The UK Is Still Calling The EU's Brexit Offer "Unacceptable" As Trade Talks Stay Deadlocked
Talks have entered the final hours as fears of a no-deal Brexit loom
A UK government source has said the current Brexit offer from the EU is "unacceptable" as efforts to strike a free trade deal with the bloc approach a mutual deadline on Sunday.
Boris Johnson and European Commission President Ursula von der Leyen are expected to speak at lunchtime today to take stock of progress on the talks, but both sides have insisted a no-deal exit remains the most likely outcome.
Negotiations had continued late into Saturday night amid continuing disagreements over so-called level playing field arrangements which regulate the level of state aid that governments can provide to businesses within their country.
The EU have argued that allowing the UK to have full control over the state aid provisions would give British businesses an unfair advantage if they continued to have access to the bloc's single market, but the UK has claimed remaining bound by EU rules would be an unacceptable loss of sovereignty.
Both sides have also suggested that other outstanding issues, including on fishing rights and the roles of European Court of Justice's role in settling UK-EU trade disputes, would need to be settled by tonight's deadline if there was any chance of a deal being struck.
But speaking on Saturday evening, a government source said: "Talks are continuing overnight, but as things stand the offer on the table from the EU remains unacceptable.
"The Prime Minister will leave no stone unturned in this process, but he is absolutely clear: any agreement must be fair and respect the fundamental position that the UK will be a sovereign nation in three weeks' time."
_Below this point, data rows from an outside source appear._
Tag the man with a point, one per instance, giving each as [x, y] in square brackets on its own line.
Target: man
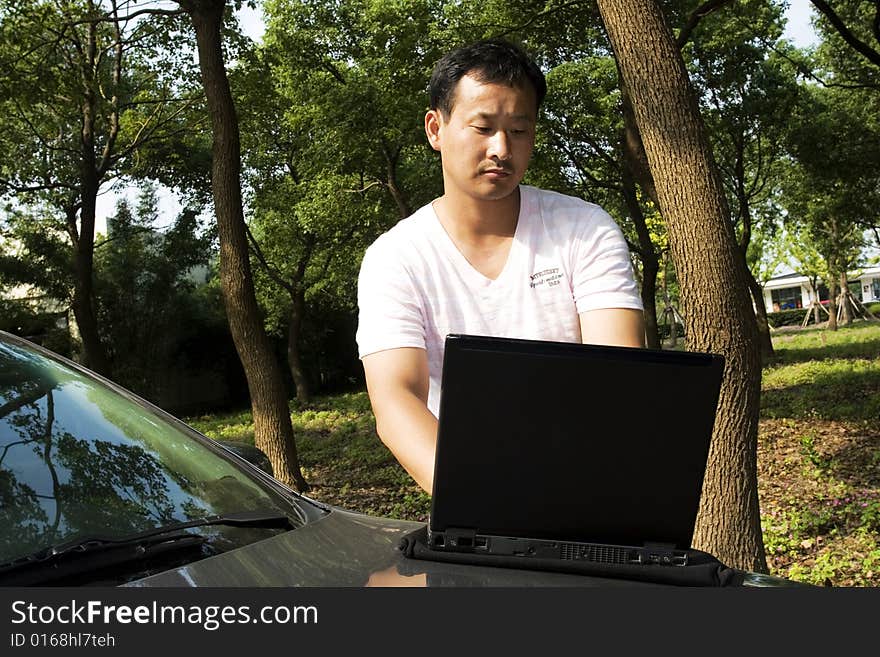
[489, 257]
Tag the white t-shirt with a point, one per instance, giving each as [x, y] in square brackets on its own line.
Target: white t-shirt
[415, 287]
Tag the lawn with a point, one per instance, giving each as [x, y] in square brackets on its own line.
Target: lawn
[818, 455]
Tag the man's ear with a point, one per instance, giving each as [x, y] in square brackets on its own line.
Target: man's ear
[433, 123]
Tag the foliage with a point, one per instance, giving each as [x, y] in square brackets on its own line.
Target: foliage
[828, 532]
[821, 374]
[147, 298]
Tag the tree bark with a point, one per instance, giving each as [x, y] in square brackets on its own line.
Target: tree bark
[765, 340]
[273, 430]
[94, 354]
[648, 255]
[845, 310]
[294, 361]
[745, 213]
[718, 313]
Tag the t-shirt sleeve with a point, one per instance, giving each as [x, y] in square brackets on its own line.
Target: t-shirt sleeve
[602, 274]
[389, 313]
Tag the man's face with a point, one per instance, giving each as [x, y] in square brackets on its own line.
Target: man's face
[486, 141]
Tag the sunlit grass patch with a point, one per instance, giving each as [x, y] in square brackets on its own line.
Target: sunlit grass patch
[831, 388]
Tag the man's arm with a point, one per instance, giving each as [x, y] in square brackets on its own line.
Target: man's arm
[397, 382]
[623, 327]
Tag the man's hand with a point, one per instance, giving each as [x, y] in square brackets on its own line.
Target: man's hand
[397, 382]
[623, 327]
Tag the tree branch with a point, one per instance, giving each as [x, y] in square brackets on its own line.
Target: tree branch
[851, 39]
[694, 19]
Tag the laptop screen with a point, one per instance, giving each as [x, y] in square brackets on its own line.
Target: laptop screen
[572, 442]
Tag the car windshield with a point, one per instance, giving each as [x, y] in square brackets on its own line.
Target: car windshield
[79, 458]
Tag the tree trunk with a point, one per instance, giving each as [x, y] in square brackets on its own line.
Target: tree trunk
[273, 431]
[764, 339]
[94, 354]
[832, 304]
[757, 292]
[297, 371]
[845, 306]
[714, 293]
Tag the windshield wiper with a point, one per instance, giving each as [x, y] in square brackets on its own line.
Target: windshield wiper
[88, 553]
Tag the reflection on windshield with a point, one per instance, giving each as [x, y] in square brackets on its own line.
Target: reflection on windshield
[78, 459]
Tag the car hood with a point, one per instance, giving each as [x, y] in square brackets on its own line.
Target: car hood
[346, 549]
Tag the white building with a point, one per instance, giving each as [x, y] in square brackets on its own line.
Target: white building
[794, 290]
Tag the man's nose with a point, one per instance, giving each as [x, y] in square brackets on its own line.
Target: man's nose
[499, 146]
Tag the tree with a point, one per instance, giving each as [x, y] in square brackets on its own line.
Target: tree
[710, 269]
[82, 93]
[747, 99]
[331, 111]
[146, 299]
[273, 430]
[833, 188]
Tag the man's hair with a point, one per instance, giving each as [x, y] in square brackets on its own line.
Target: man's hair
[490, 61]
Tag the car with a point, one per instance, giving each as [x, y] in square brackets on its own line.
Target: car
[101, 488]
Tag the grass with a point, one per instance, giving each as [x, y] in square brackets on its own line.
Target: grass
[818, 456]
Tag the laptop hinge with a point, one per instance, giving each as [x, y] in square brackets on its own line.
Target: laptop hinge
[665, 554]
[458, 538]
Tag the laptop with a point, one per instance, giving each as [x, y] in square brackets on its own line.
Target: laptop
[574, 452]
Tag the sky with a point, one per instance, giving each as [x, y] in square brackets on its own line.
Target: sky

Foreign Secretary Dominic Raab said the UK team had been working "incredibly hard" over the weekend, but insisted the UK would not accept a deal which left it bound to EU rules.
Speaking to Sky's Sophy Ridge on Sunday programme, Mr Raab said the UK "wants to be treated like any other independent and self respecting democracy" and claimed the EU was "concerned that actually Britain might do rather well once we leave".
The senior cabinet minister also suggested he "can't close the door" on talks extending beyond tonight's deadline if talks between Mr Johnson and Ms von der Leyen could address the "political logjam".
"That can only happen at the political level of prime minister and Commissioner Von der Leyen," he said.
"If we're 99% there on the outstanding issues, you wouldn't want to leave any stone un-turned, but I think it's quite a high bar."
With talks going down to the wire, ministers have urged supermarkets to begin stockpiling food in the event of a no-deal exit.
According to The Sunday Times, ministers and supermarket bosses are concerned the disruption caused by a cliff-edge exit could lead to food shortages in the new year.
One senior consultant to a major supermarket told the paper: "There was a conversation a week ago when ministers said prepare for no-deal. This weekend the message is that it's no-deal.
"Supermarkets and ministers are hugely worried about panic-buying. They saw what happened over Covid when people started hoarding toilet rolls and know how quickly it can go wrong.
"That will be nothing compared to what will happen. Meat supplies will be fine and fruit comes from South America but there are likely to be shortages of vegetables for three months."
Meanwhile, ministers confirmed on Sunday that four Royal Navy patrol ships had been placed on standby to protect British fishing waters from 1 January if there is no-deal.
The 80-metre armed craft would be used to block French fishing vessels from entering the UK's coastal waters, with powers to stop and search boats they suspected were fishing illegally.
But the plans have come under criticism, including from senior Tory MP Tobias Ellwood, who said the deployment of the military ships would be "undignified".
"This isn't Elizabethan times anymore, this is global Britain - we need to be raising the bar much higher than this," he told the BBC's Today programme.
"Being ready for the worst-case scenario and using this final 48 hours to actually get a deal, they are two very different things."
Responding to the reports, Spanish Foreign Minister Arancha Gonzalez said the move by Mr Johnson was "for the gallery".